Chronological feed of everything captured from Pieter Abbeel.
D-REX introduces a differentiable real-to-sim-to-real engine leveraging Gaussian Splat representations for robotic systems. This engine aims to bridge the simulation-to-real-world gap by enabling object mass identification from visual observations and control signals, while simultaneously facilitating grasping policy learning. It constructs high-fidelity digital twins by optimizing object mass and incorporates a novel method for training force-aware grasping policies using transferred human demonstrations.
This paper presents a two-stage learning framework for fine-grained robotic manipulation tasks with subjective success criteria, using knife-peeling as a case study. The approach combines force-aware imitation learning for robust initial policy generation with preference-based finetuning using a learned reward model that incorporates human feedback, resulting in high success rates and strong generalization across various produce. This method demonstrates a viable pathway for robots to master complex, dexterous tasks requiring qualitative assessment.

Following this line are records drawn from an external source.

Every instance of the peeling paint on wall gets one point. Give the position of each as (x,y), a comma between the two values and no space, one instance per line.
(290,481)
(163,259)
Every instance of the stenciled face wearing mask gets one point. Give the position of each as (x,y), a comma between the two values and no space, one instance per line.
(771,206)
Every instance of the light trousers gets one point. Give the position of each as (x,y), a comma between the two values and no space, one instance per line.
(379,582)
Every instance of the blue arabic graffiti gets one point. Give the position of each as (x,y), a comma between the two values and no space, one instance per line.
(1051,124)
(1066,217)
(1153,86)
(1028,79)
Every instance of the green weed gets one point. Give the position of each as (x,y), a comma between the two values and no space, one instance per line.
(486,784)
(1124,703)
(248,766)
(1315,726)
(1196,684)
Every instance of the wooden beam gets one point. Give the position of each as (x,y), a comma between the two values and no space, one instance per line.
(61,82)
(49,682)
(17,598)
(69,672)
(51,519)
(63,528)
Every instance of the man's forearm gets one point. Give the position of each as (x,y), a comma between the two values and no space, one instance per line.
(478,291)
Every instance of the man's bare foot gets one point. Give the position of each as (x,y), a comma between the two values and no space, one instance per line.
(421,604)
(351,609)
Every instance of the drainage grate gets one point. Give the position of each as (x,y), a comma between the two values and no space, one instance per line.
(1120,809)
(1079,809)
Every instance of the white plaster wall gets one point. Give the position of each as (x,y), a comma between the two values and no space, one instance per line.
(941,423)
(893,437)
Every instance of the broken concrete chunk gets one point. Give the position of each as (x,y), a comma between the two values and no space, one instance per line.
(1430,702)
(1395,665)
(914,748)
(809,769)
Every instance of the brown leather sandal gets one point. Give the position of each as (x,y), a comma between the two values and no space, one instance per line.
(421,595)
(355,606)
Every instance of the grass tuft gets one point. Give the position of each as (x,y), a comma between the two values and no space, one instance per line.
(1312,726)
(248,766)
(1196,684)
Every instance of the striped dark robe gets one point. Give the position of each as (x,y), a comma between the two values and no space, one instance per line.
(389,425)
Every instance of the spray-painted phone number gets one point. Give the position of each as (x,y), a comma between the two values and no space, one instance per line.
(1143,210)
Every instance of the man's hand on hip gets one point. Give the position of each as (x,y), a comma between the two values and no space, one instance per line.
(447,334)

Traditional reinforcement learning agents struggle with reward misspecification and adapting to changing preferences because they are trained on a single, fixed reward function. Reward-Conditioned Reinforcement Learning (RCRL) addresses this limitation by training a single agent to optimize a family of reward specifications. RCRL leverages off-policy learning from shared replay data to enable a single policy to represent reward-specific behaviors, improving performance and facilitating efficient adaptation across diverse tasks.
CliqueFlowmer addresses the limitations of maximum likelihood-based generative models in computational materials discovery (CMD) by employing offline model-based optimization (MBO). By integrating clique-based MBO into a transformer and flow-based generation architecture, the model enables the direct optimization of target material properties. Empirical validation indicates that this approach significantly outperforms traditional generative baselines in discovering high-performance materials.
XL-VLA introduces a novel vision-language-action framework that utilizes a unified, embodiment-invariant latent action space. This approach enables scalable cross-embodiment training and efficient data reuse for dexterous manipulation tasks, addressing the challenge of costly data collection for diverse robotic hands. The model consistently outperforms baseline VLA models operating in raw joint spaces.
Pieter Abbeel, a prominent AI researcher, has indicated a past collaboration with an individual named David and expressed anticipation for future endeavors. The nature of the collaboration and future plans are not disclosed in this brief message.
The content is a very brief social media post expressing congratulations. It lacks substantive information, making it impossible to extract any meaningful insights or technical details. The post is purely celebratory and devoid of any falsifiable claims or data.
This content is an empty congratulatory message about a body of research without any specific details to extract. It contains no actionable insights or identifiable claims about the research itself.
Amazon FAR has open-sourced Holosoma, a comprehensive robotics platform designed to address the full-stack challenges of sim-to-real learning for humanoid robots. Holosoma provides a unified framework supporting multiple simulation backends (IsaacGym, IsaacSim, MJWarp), various robots (humanoid and quadruped), and efficient reinforcement learning algorithms. Its modular architecture and open inference pipeline aim to lower the barrier to entry for robotics research by enabling rapid iteration and seamless transfer from simulation to real-world deployment.
Pieter Abbeel, a prominent figure in AI, expressed a positive sentiment with the single word 'beautiful!' in response to unspecified content on his X (formerly Twitter) feed. This reaction, while brief, indicates a favorable impression without providing specific details or technical insights into the subject matter.
Meta, in collaboration with Microsoft, released Llama 2 on July 18, 2023. This release includes models ranging from 7B to 70B parameters, making advanced large language models more accessible.
The provided content is extremely brief and lacks substantive information. It consists only of an interjection and a note about automatic ingestion. Therefore, it is impossible to extract meaningful insights, key claims, or a detailed synthesis.
The provided content consists of a single-word reaction ('impressive') to an external piece of media. It contains no technical data, assertions, or substantive information suitable for knowledge extraction.
GaussGym offers significant improvements to environments used for training AI in locomotion. This advancement is expected to facilitate more effective and efficient development of robotic and simulated agents capable of complex movement.